The really radical aspect of this is that content is changing the form of the language. While the passing generations of youth have always had their own jive talk, this is different and much more drastic because it is radicalising the actual form of language.
Rather than subject-verb-object, we’re getting verb and object, all expressed with great sparsity of letters and symbols. Words are written as numbers and letters. It is the language of haste and, once you learn it, it seems so efficient. Some academics have argued that texting is a separate language. Perhaps it was, but now it is synthesising with conventional English.
The strictures of SMS language have evolved from the limits and opportunities of mobile phone technology. Like most things in life, it has proved that necessity is the mother of invention.
Indeed, journalists, secretaries and plain masochists who have taken shorthand recognise immediately the shortcuts that naturally flow from the imperative to simplify. Goodbye vowels, adios words that rhyme with numbers and cheerio to superfluous letters pointlessly doubled up. Why bother with the pleasant preambles in life that take too much time to write (“I am sorry to bother you “) when you could just get straight to the point?
The behaviour of teenagers is also changing. Dating now consists of asking someone out by text, or on MSN, or social networking sites such as Bebo or Facebook and the relationships continue to be virtual. They might never meet up, or go on a date. Cynics point out this cyber-cupidity might be good for Britain’s high rate of unplanned teenage pregnancy.

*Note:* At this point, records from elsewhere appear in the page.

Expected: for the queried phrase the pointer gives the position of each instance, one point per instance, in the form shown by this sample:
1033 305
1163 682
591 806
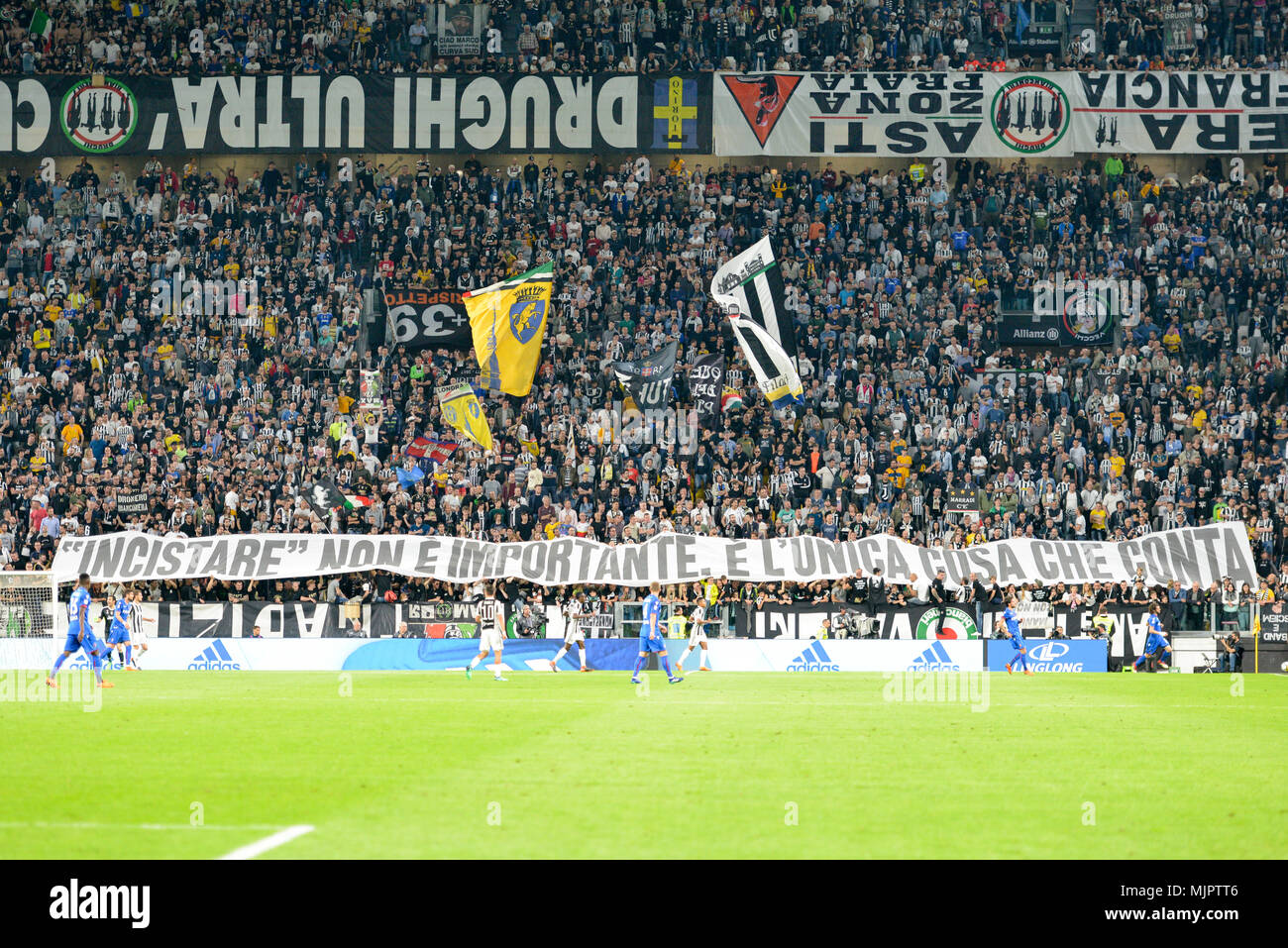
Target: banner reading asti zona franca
999 115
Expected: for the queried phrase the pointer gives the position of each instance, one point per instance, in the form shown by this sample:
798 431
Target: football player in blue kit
651 635
80 635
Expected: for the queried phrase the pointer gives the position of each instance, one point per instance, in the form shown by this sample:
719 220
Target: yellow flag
462 410
509 322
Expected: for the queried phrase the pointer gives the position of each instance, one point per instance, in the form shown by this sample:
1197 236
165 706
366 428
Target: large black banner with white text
421 318
220 115
291 620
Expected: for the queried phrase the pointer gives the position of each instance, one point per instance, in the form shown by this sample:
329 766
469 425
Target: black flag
648 380
323 496
706 385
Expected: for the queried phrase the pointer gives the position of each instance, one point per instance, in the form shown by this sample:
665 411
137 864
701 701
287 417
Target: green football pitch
768 766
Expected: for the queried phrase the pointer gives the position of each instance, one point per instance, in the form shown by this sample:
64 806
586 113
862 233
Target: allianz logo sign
214 659
1048 655
812 659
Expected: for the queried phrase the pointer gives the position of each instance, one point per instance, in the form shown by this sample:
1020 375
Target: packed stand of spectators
241 38
1220 34
896 282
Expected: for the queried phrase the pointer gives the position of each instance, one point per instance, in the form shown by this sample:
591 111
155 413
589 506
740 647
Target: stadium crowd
192 38
896 283
220 407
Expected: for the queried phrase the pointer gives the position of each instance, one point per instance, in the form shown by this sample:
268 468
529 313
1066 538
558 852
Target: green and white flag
40 24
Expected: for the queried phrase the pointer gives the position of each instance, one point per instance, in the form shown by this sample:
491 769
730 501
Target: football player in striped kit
490 636
697 636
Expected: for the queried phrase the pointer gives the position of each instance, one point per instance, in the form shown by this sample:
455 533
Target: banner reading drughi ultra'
999 115
222 115
1193 554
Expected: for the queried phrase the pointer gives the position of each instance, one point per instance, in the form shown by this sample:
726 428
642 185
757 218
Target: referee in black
939 597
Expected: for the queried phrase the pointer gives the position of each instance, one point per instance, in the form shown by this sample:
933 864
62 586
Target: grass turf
429 764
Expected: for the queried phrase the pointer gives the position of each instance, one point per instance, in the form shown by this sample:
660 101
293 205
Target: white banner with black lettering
1192 554
999 115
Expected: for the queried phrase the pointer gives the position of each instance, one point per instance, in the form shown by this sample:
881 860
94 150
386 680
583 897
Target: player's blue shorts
90 642
648 644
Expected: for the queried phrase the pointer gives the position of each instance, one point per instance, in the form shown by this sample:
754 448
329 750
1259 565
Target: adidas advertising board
999 115
835 655
1186 556
778 621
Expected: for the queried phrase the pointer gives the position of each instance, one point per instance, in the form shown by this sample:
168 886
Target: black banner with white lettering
706 385
132 504
462 114
291 620
648 380
421 318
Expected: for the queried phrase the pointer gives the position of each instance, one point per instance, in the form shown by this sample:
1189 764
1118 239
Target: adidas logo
814 659
934 659
214 659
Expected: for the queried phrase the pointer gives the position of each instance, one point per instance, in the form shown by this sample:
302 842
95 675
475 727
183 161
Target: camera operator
859 592
1229 652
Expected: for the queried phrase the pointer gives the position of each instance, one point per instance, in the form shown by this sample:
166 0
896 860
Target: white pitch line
268 843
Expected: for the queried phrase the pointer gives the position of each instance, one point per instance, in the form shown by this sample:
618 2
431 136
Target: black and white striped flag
750 288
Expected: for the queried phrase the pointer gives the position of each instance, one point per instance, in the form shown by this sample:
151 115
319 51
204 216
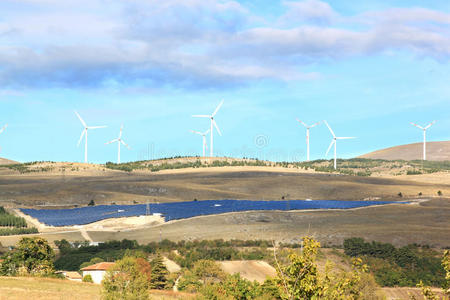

For all its modernity, this linguistic tussle is not a new fight. This is a battle royal between traditionalists who seek the purity of the written and spoken traditions and those who believe we should rejoice in the fluidity of language.
In Scotland, we are used to the language of teaching being more formal than our everyday language and accents. The bard Robert Burns was adept at Scots and formal English. Our children learn the language of the playground and the BBC. Grannies all over put on their best telephone voices. We often formalise our language when speaking in public, including a different set of nouns. In essence, many of us are diglossic already, with two accents or dialects. This parallels what young people experience with texting and formal use of language.
It is inevitable that language becomes abbreviated and casualised since this is the historical dynamic of language – to become more efficient. The evolution of language is its simplification. Purists were livid at Shakespeare, Ben Jonson and Chaucer at the time for taking linguistic licenses, using dialects and slang vocabulary. The flip side is that youngsters do still need to learn the rules of formal language, and any educator will tell you of the creep of texting language into written work. Celebrity philologist Stephen Fry confirms that once you know the fundamental rules, then you can have fun.
As a first-year university student I remember interrupting a lecturer who assuredly told the lecture hall in his beautiful Queen’s English that you could not construct a sentence using only vowels. I raised my hand and shouted out with delight: “Professor, you can: a e i o’ ,” I told him, pronouncing them phonetically – “ah eh ih oh”. He looked perplexed and asked me to repeat it in English, which I duly did to gales of laughter from my fellow students; “I ate it all”. I knew that spoken Scottish doesn’t always need consonants but I didn’t know faces could go such a deep shade of purple. An ingénue can challenge convention just by being young, exuberant or in my case, idiotic.
Some revolutions are hapless by-products of inevitable change where those century-old conventions just happened to be in the wrong place at the wrong time. Formal language will continue to be the medium of education but let’s not look down at texting and instant messaging and see it as the end of our language.
The older generations shouldn’t feel concerned at the sedition of it all.
English is not made of glass. C u l8r, K8.